This study included 299 patients who underwent lung transplantations during the study period. Of these, 209 patients who were multiorgan transplant recipient or had no serological testing for COVID-19 infection were excluded. Total 90 patients were included in this study. We determined whether seropositivity related to COVID-19 infection would impact post-transplant outcomes. In 90 consecutive lung transplant procedures from April 2022 to June 2023, we performed serological testing for COVID-19 infection (Figure S1). Of these, 75 (83.3%) donors were positive for anti-SARS-CoV-2 nucleocapsid total antibodies. There were no significant differences in donor and recipient characteristics between the anti-SARS-CoV-2 nucleocapsid total antibody-negative and -positive groups except donor cause of death (anoxia is higher in anti-SARS-CoV-2 nucleocapsid total antibody-negative group: 66.7% vs. 29.3%, P=0.008) (Table 1). In the anti-SARS-CoV-2 nucleocapsid total antibody-positive group, 5 patients (6.6%) were positive for SARS-CoV-2 spike protein IgM, and 64 patients (85.3%) were positive for SARS-CoV-2 spike protein IgG. There was no correlation between documented history of COVID-19 in the donor records with the serological testing highlighting the potential inaccuracies in elucidation of COVID-19 infection in donors.

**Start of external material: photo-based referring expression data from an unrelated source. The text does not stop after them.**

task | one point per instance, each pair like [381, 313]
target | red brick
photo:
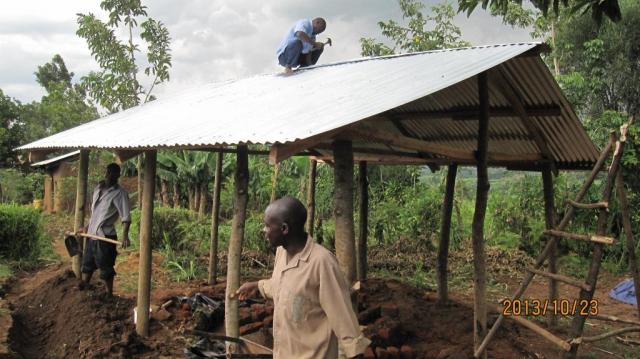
[250, 328]
[368, 354]
[268, 321]
[406, 352]
[394, 353]
[389, 310]
[382, 353]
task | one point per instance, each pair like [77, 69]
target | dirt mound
[57, 320]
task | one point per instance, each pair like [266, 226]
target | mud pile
[59, 321]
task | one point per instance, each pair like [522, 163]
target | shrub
[165, 228]
[21, 233]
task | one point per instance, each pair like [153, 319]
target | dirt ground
[53, 319]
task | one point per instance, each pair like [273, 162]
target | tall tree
[11, 130]
[64, 105]
[117, 86]
[421, 32]
[598, 8]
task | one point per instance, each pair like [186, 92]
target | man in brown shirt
[312, 307]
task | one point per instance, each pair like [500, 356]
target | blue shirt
[303, 25]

There was no difference in post-transplant survival between the anti-SARS-CoV-2 nucleocapsid total antibody-positive and -negative groups (P=0.40, Figure 1). Additionally, there was no significant difference in the PGD grade 3 rate in donors that were anti-SARS-CoV-2 nucleocapsid total antibody-negative, compared to those that were positive (6.7% vs. 12.0%, P>0.99). There was also no significant difference in operative time, ischemic time, intensive care unit stay (days), and hospital stay (days), but post lung transplant ventilator use (days) was longer in anti-SARS-CoV-2 nucleocapsid total antibody-positive group [1 (interquartile range, 1–2) vs. 2 (interquartile range, 1–3), P=0.006, Table 2].

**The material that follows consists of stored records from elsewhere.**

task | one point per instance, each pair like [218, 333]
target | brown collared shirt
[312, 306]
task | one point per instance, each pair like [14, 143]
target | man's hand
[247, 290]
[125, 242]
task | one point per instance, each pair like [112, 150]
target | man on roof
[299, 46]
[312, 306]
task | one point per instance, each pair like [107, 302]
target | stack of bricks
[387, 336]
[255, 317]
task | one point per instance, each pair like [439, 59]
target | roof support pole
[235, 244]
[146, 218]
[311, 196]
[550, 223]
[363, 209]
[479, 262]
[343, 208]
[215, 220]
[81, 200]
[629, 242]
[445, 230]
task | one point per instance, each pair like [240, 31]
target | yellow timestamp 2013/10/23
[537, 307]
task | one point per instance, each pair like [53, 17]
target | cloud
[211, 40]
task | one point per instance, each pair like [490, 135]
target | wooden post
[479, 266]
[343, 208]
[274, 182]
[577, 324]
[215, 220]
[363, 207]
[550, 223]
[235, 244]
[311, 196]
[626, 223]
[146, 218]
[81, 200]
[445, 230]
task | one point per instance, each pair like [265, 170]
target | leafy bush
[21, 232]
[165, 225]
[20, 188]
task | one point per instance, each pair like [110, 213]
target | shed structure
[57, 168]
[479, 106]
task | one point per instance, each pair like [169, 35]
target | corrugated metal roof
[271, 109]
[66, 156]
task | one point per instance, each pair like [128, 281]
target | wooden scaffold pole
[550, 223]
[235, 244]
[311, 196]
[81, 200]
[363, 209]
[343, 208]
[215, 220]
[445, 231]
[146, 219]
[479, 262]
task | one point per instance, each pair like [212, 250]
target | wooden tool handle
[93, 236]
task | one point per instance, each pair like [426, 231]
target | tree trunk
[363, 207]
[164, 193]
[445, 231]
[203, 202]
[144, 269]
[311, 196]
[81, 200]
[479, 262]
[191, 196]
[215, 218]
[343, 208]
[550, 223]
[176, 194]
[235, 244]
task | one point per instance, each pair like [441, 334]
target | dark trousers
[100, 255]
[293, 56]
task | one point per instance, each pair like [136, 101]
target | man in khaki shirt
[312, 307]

Figure 1 Kaplan-Meier analysis of overall survival after lung transplantation. Comparison of the survival rates between anti-SARS-CoV-2 nucleocapsid total antibody negative vs. positive. SARS-CoV-2, severe acute respiratory syndrome coronavirus 2; COVID, coronavirus disease.

Discussion

This single-center study evaluates the outcomes of lung transplants from donors with anti-SARS-CoV-2 nucleocapsid antibodies—a marker of previous infection. Our findings indicate that lungs from donors with resolved COVID-19 infections, when meeting all other transplant suitability criteria, are likely safe for transplantation and yield comparable outcomes to lungs from donors with no COVID-19 history.

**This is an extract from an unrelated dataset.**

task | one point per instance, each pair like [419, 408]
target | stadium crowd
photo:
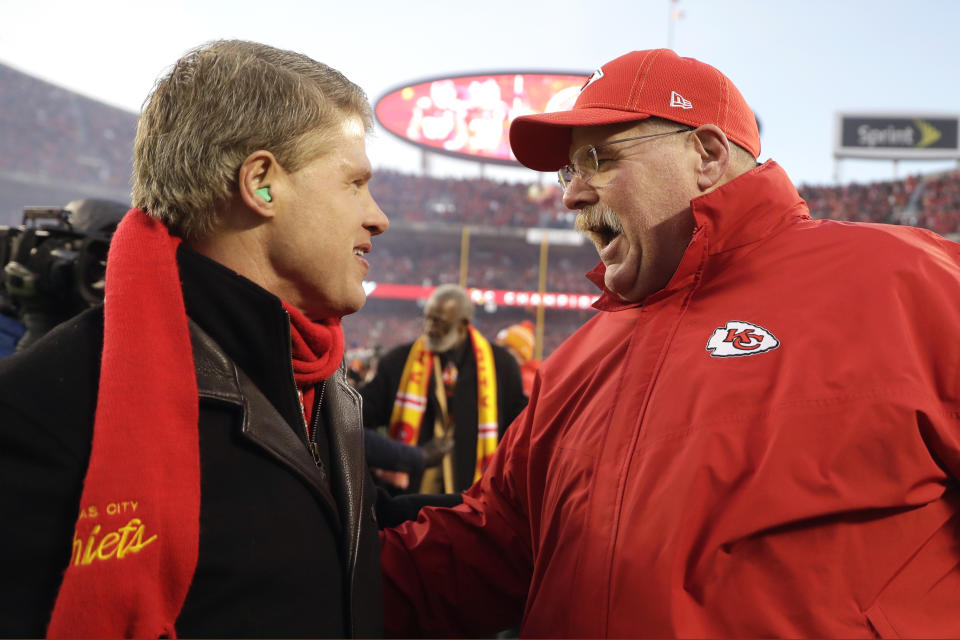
[54, 133]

We performed a prospective analysis of consecutive donor lungs through well validated serological assays. The data confirmed that lungs from donors with serological evidence of past COVID-19 did not perform inferiorly compared to lungs from donors without evidence of COVID-19 infection even when there was no serological evidence of past COVID-19 vaccination.

The recorded history of COVID-19 among donors was surprisingly sparse; fewer than 2% had documented past infections, much lower than prevalence rates in the broader population (www.cdc.org). One possible reason for the low documented history of COVID-19 among donors could be the prevalence of asymptomatic or mild cases. Many individuals might have contracted the virus without experiencing severe symptoms, leading to undiagnosed or unreported cases. Discussing the challenges of identifying asymptomatic cases and the implications for documentation accuracy would provide valuable context. However, this discrepancy led us to incorporate serological testing to better gauge previous infections. While antibody testing provides a viable means of screening and is advantageous for its accessibility and rapidity, it’s not without flaws. The variability in test sensitivity and specificity could lead to misclassification—either excluding donors with past infections due to false negatives or falsely identifying a history of COVID-19 from false positives. Antibody titers can wane, particularly following mild or asymptomatic cases, and cross-reactivity with other coronaviruses can produce false positives. Moreover, evolving viral variants may undermine the reliability of these tests. We also faced the challenge of incomplete vaccination records, precluding a clear understanding of how vaccination might mitigate any risks associated with prior infections. Nevertheless, our findings suggest that, absent active infection and assuming the donor lungs are otherwise healthy, serology or previous infection status may not significantly influence post-transplant success.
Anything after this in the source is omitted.